Here's the actual function:

$\displaystyle f : \mathbb{R}$ \$\displaystyle \frac{1}{3} \to \mathbb{R}$ given by $\displaystyle f(x) = \frac{5x+1}{3x-1}$

2. There's no real x such that f(x)=5/3, which is the horizontal asymptote.

3. Originally Posted by Black
There's no real x such that f(x)=5/3, which is the horizontal asymptote.
Ohh yeh thank you!

4. A direct way to do it is to set up the equation $\displaystyle \frac{5x+1}{3x-1}= y$ and try to solve for x.

$\displaystyle 5x+1= (3x+1)y= 3xy+ y$. 5x- 3xy= y - 1. (5- 3y)x= y- 1.

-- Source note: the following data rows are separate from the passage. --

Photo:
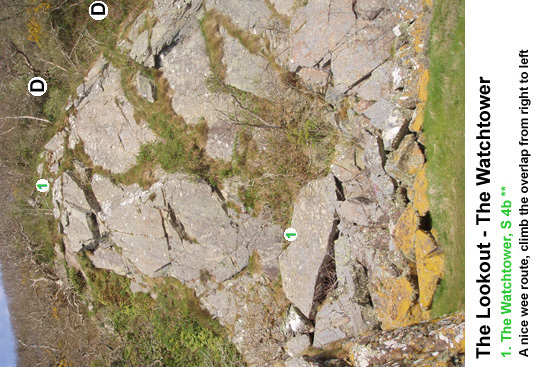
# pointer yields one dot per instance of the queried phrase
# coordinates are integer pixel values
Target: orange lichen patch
(420, 196)
(416, 125)
(430, 266)
(423, 84)
(395, 304)
(404, 232)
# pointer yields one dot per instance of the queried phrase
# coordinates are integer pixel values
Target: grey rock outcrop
(54, 150)
(357, 264)
(298, 345)
(301, 264)
(175, 19)
(145, 87)
(246, 71)
(105, 122)
(186, 67)
(433, 343)
(333, 20)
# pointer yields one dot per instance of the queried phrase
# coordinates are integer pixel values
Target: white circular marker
(42, 185)
(290, 234)
(37, 86)
(98, 10)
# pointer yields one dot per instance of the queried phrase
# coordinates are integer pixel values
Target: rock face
(434, 343)
(186, 67)
(105, 121)
(301, 264)
(174, 20)
(365, 261)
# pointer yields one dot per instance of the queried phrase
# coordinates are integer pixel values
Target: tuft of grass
(255, 265)
(215, 44)
(172, 328)
(444, 126)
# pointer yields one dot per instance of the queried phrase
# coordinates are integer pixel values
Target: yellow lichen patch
(416, 125)
(395, 304)
(420, 196)
(423, 84)
(404, 232)
(430, 267)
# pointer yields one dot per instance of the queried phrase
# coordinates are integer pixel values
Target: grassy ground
(445, 134)
(171, 328)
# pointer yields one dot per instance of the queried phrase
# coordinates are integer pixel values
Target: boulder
(315, 79)
(301, 362)
(105, 124)
(373, 161)
(74, 212)
(369, 9)
(315, 222)
(296, 323)
(175, 19)
(284, 7)
(55, 149)
(330, 320)
(347, 165)
(297, 346)
(362, 53)
(390, 121)
(145, 87)
(186, 68)
(430, 266)
(246, 304)
(135, 224)
(363, 212)
(442, 341)
(420, 192)
(250, 15)
(393, 291)
(406, 162)
(404, 232)
(331, 19)
(378, 85)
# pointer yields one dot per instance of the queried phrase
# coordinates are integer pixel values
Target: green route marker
(42, 185)
(290, 234)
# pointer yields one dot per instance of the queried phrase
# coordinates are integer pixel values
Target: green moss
(172, 328)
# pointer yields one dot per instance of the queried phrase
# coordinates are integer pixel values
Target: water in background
(7, 341)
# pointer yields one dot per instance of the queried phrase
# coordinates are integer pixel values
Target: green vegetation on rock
(445, 133)
(171, 327)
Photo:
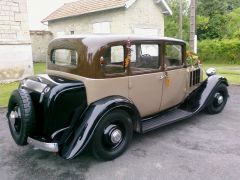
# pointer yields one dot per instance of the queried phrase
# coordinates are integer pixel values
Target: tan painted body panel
(145, 91)
(99, 88)
(174, 88)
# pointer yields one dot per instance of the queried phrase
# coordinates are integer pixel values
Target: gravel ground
(203, 147)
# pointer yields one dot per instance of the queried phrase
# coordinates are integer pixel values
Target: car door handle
(162, 77)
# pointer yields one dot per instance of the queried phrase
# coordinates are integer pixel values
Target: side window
(64, 57)
(173, 55)
(144, 57)
(114, 60)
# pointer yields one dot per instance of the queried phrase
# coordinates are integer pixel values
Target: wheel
(20, 116)
(112, 135)
(218, 100)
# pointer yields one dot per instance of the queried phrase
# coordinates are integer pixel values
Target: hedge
(226, 51)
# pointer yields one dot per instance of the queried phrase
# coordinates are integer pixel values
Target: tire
(105, 142)
(217, 100)
(21, 118)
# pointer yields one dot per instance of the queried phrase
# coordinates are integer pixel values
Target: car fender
(198, 99)
(90, 119)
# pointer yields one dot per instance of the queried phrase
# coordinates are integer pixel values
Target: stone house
(40, 41)
(109, 16)
(15, 44)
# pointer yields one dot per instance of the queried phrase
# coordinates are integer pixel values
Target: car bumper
(46, 146)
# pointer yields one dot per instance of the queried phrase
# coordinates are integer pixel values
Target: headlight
(211, 71)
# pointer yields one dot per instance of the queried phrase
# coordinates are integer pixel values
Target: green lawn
(6, 89)
(229, 71)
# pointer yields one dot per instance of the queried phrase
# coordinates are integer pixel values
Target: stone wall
(142, 14)
(40, 41)
(15, 44)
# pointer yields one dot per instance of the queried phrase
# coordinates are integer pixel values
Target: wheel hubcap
(15, 120)
(113, 136)
(116, 136)
(219, 98)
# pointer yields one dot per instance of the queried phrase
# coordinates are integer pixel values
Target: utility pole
(193, 38)
(180, 19)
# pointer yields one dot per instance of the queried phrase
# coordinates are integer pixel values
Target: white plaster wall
(15, 62)
(142, 14)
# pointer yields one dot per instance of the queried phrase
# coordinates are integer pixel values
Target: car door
(146, 78)
(175, 81)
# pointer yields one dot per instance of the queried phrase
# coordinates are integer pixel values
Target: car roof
(87, 39)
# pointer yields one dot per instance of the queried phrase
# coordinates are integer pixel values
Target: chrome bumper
(51, 147)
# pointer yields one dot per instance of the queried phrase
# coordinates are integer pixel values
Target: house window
(64, 57)
(61, 33)
(146, 31)
(102, 27)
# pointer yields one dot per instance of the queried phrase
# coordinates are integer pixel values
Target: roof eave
(166, 9)
(53, 19)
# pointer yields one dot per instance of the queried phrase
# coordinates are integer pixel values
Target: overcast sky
(39, 9)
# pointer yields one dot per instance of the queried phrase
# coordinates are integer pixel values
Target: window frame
(66, 66)
(160, 57)
(100, 24)
(183, 51)
(122, 74)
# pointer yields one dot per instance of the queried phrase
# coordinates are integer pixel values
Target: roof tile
(83, 7)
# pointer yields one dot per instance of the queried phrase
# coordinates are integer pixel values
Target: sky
(39, 9)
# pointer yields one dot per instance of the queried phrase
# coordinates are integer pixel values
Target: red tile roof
(83, 7)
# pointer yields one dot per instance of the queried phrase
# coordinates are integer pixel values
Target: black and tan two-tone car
(99, 89)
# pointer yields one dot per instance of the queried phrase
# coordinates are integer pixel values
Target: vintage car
(99, 89)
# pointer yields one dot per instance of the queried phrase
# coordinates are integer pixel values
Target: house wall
(40, 41)
(15, 44)
(142, 14)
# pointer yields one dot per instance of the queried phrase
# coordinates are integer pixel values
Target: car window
(64, 57)
(113, 60)
(144, 57)
(173, 55)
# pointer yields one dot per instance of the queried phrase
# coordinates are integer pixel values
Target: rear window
(64, 57)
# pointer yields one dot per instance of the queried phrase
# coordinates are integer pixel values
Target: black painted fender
(199, 98)
(91, 117)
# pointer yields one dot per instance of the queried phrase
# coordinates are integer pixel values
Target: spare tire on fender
(21, 116)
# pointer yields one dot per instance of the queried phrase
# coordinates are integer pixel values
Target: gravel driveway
(203, 147)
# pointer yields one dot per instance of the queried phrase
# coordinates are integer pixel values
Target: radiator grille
(195, 77)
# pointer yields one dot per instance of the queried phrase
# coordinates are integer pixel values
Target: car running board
(163, 119)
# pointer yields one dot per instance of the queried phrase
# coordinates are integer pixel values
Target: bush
(226, 51)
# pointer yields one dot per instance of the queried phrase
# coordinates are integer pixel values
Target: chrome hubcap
(219, 98)
(116, 136)
(14, 119)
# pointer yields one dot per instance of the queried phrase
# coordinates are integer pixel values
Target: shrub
(220, 51)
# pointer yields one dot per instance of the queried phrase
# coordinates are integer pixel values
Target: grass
(6, 89)
(233, 76)
(231, 72)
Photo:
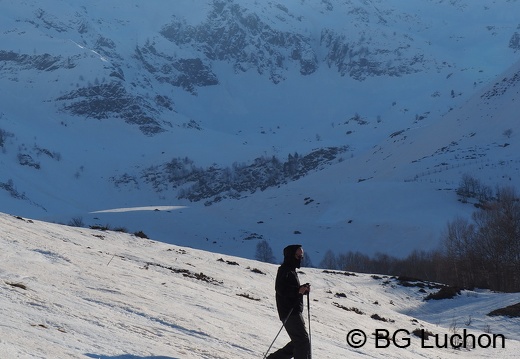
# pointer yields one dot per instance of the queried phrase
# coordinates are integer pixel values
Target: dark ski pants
(299, 346)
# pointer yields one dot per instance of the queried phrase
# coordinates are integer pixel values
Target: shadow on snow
(127, 356)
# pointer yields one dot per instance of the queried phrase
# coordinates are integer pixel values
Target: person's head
(293, 255)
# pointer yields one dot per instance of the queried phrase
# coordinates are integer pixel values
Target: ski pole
(309, 312)
(283, 325)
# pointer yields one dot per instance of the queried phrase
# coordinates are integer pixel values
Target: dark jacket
(287, 284)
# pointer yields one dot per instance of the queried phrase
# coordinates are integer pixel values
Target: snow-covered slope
(67, 292)
(104, 98)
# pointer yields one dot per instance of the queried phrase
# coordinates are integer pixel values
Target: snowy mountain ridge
(131, 104)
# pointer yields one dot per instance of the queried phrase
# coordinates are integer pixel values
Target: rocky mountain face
(203, 102)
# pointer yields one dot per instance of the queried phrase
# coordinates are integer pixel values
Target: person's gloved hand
(305, 289)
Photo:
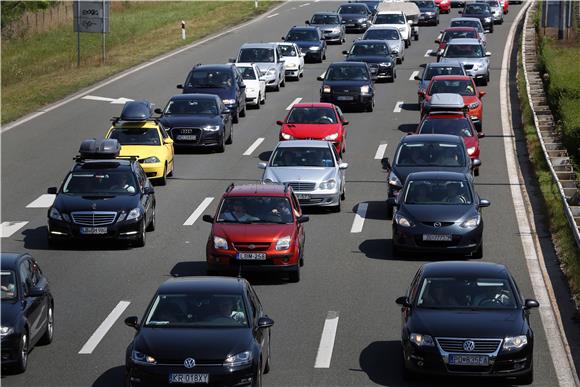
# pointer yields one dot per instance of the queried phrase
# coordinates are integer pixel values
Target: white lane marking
(359, 218)
(253, 147)
(133, 70)
(381, 151)
(43, 201)
(324, 354)
(549, 313)
(9, 228)
(398, 106)
(296, 100)
(198, 211)
(102, 330)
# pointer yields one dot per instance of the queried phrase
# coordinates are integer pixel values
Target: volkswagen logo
(468, 345)
(190, 363)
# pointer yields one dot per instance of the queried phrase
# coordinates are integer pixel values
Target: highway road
(347, 274)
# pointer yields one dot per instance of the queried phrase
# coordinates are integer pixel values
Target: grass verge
(40, 69)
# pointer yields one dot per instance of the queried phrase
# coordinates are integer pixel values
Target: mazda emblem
(190, 363)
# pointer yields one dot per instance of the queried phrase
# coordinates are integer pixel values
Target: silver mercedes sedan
(312, 168)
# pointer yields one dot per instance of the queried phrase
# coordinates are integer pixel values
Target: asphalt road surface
(350, 273)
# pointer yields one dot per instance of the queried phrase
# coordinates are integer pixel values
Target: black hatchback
(207, 330)
(27, 309)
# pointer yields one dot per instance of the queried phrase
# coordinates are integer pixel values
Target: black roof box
(99, 149)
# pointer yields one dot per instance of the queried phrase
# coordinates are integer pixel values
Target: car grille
(93, 218)
(481, 345)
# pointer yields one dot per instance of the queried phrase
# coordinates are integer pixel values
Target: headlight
(516, 342)
(402, 221)
(139, 357)
(283, 243)
(220, 243)
(242, 358)
(151, 160)
(422, 340)
(329, 184)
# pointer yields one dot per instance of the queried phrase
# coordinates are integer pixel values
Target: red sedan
(457, 84)
(315, 121)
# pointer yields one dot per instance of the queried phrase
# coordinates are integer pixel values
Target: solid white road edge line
(324, 354)
(198, 211)
(359, 218)
(102, 330)
(555, 338)
(253, 147)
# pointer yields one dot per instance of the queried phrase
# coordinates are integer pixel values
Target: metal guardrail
(555, 153)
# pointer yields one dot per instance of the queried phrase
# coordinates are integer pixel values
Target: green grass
(40, 69)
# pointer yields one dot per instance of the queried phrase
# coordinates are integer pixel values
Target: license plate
(189, 378)
(469, 360)
(251, 256)
(437, 237)
(93, 230)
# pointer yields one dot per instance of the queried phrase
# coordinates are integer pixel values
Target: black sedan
(468, 319)
(348, 84)
(197, 120)
(27, 309)
(428, 152)
(209, 330)
(438, 212)
(377, 55)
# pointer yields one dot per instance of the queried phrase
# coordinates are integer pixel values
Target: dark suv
(223, 80)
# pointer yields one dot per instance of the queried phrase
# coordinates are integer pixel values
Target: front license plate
(437, 237)
(189, 378)
(251, 256)
(93, 230)
(469, 360)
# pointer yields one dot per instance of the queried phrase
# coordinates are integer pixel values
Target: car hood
(467, 323)
(177, 344)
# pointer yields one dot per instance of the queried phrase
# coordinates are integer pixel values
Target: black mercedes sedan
(197, 120)
(348, 84)
(467, 319)
(207, 330)
(27, 309)
(429, 152)
(438, 212)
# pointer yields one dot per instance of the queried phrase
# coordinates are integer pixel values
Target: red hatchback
(257, 227)
(315, 121)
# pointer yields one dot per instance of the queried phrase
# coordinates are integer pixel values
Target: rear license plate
(251, 256)
(469, 360)
(189, 378)
(437, 237)
(93, 230)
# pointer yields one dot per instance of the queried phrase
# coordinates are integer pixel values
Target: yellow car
(143, 137)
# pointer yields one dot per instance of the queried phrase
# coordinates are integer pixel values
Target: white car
(255, 84)
(293, 59)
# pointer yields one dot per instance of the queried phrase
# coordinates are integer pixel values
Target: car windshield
(8, 286)
(459, 86)
(464, 51)
(466, 293)
(256, 55)
(437, 192)
(347, 73)
(255, 209)
(136, 136)
(430, 154)
(389, 18)
(313, 115)
(302, 157)
(109, 182)
(454, 126)
(199, 310)
(191, 106)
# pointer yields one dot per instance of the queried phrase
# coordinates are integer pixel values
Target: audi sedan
(467, 319)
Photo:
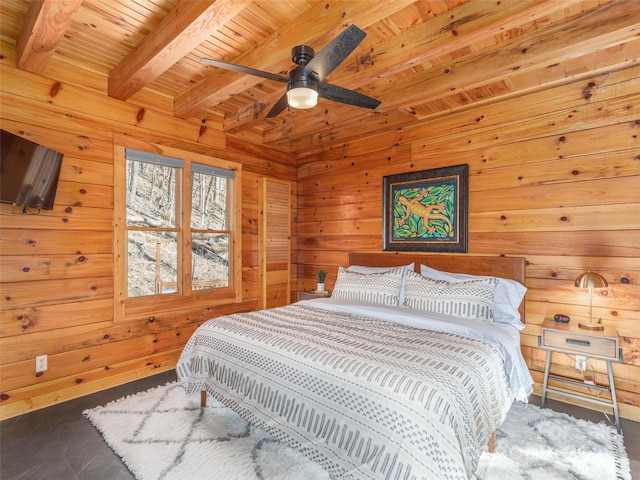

$\displaystyle x= \frac{y-1}{5- 3y}$ as long as the denominator is not 0.

If 5- 3y= 0, that is, if $\displaystyle y= \frac{3}{5}$, there is no such x.

5. Originally Posted by HallsofIvy
A direct way to do it is to set up the equation $\displaystyle \frac{5x+1}{3x-1}= y$ and try to solve for x.

$\displaystyle 5x+1= (3x+1)y= 3xy+ y$. 5x- 3xy= y - 1. (5- 3y)x= y- 1.

$\displaystyle x= \frac{y-1}{5- 3y}$ as long as the denominator is not 0.

If 5- 3y= 0, that is, if $\displaystyle y= \frac{3}{5}$, there is no such x.
Thanks for the reply, that's a good way of thinking of it.